When it comes to website hosting costs, the IRS has not issued any formal guidance. However, these costs are generally considered fees and subscriptions, meaning they are deductible on your return. Across all industries, the costs associated with acquiring, designing, maintaining, and marketing a website are common business expenses. Web costs can include development, programming, domain fees, hosting, and analysis.
While many of these costs are deductible, the IRS treats certain website expenses differently. Generally speaking, money spent on development may need to be capitalized and deducted over a period of years, while money spent on operation and maintenance can be deducted in the year it is incurred. Other costs related to the website are simply treated as normal business expenses and can be deducted when they are incurred. For example, you could deduct the cost of a photo shoot that will promote a new product on your website as an advertising expense.

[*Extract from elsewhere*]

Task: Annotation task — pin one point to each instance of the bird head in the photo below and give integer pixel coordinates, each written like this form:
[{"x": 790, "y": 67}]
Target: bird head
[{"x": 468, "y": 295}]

Additionally, you can deduct 100% of regular business expenses for tax purposes. These costs include format changes, such as fonts or colors, content updates, and minor additions to the website. When it comes to web hosting, this is technically a utility expense but since it supports your online marketing efforts it could be considered a marketing expense. It is important to note that the amount of information available on the Internet about appropriate treatment is difficult to find and until now there has not been a detailed or coherent method for this type of business.
On the other hand, you would not claim an expense such as accommodation or renewal fees as advertising content since they are considered normal business expenses.